Tad O'Connor, a first-chair trial partner at Kasowitz Benson Torres LLP, said he expects to see force majeure suits across the country in the next 30 to 60 days, and that the most populous state will certainly see its share.

"There is a view that the interpretation of California courts to the provision is slightly less strict, slightly more forgiving, than the courts in New York and Delaware," O'Connor said, expressing a general pre-COVID view and noting that we're now in uncharted territory. "In order to succeed in your force majeure case, do you need to demonstrate impossibility, or is there something less than impossibility that may get you there?"

California courts "may interpret force majeure clauses not to require demonstrating an impossibility of performance," O'Connor added.

Florida May Agree That This Was Unforeseeable

Florida courts are well acquainted with force majeure since it's routinely dealt with in the context of hurricanes, but the state, like others, will have to address the question of whether and how the clauses apply to a pandemic.

Lawyers say it may be easier to win force majeure protection in Florida than in other states, since in the past the state has granted such protection even for foreseeable events like hurricanes. Since courts have been sympathetic during foreseeable events, they are likely to also be sympathetic during an unforeseeable event like the coronavirus pandemic, Ferrer said.

"A hurricane barreling through is foreseeable. We get them every year. In Florida, that wouldn't necessarily pose a problem with the force majeure clause. The courts would [generally] enforce it," Ferrer said.

Of course, the specific wording of the force majeure clause and circumstances will still be key, but Ferrer said there's "a big distinction" between the approaches in Florida versus New York courts.

And Ferrer said that to the extent suits are filed in federal court, federal courts in Florida and other states are likely to take similar approaches to those of state courts.

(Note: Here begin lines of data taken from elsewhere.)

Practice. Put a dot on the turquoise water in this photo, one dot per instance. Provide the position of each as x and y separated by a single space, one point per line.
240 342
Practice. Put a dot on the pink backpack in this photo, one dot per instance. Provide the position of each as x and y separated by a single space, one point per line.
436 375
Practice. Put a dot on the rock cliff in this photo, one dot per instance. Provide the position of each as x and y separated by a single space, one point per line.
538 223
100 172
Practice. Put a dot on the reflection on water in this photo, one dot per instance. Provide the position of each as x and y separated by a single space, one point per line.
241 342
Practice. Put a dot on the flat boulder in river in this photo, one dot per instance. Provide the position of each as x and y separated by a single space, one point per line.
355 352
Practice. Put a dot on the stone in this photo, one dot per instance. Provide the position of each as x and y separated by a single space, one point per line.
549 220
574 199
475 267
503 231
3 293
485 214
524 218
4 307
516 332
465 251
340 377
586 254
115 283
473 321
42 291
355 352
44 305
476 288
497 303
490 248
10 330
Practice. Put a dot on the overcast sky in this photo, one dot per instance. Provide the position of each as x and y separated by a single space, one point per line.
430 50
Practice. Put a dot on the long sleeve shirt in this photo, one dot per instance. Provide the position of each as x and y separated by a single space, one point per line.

"I expect there to be a flood of new cases invoking all of these concepts. There's going to be an unprecedented body of case law that we're going to have to ... interpret," Ferrer said. "Some people are going to be forum shopping. These cases are just as likely to end up in federal court."

And until cases start to get filed en masse, real estate parties and lawyers remain in a "holding pattern," O'Connor said.

"Force majeure is obviously being discussed between lawyers and clients on both sides of the issue. It's going to be a wait and see, to see how courts deal with this crisis," O'Connor said. "The jury is out on how these provisions are going to be interpreted."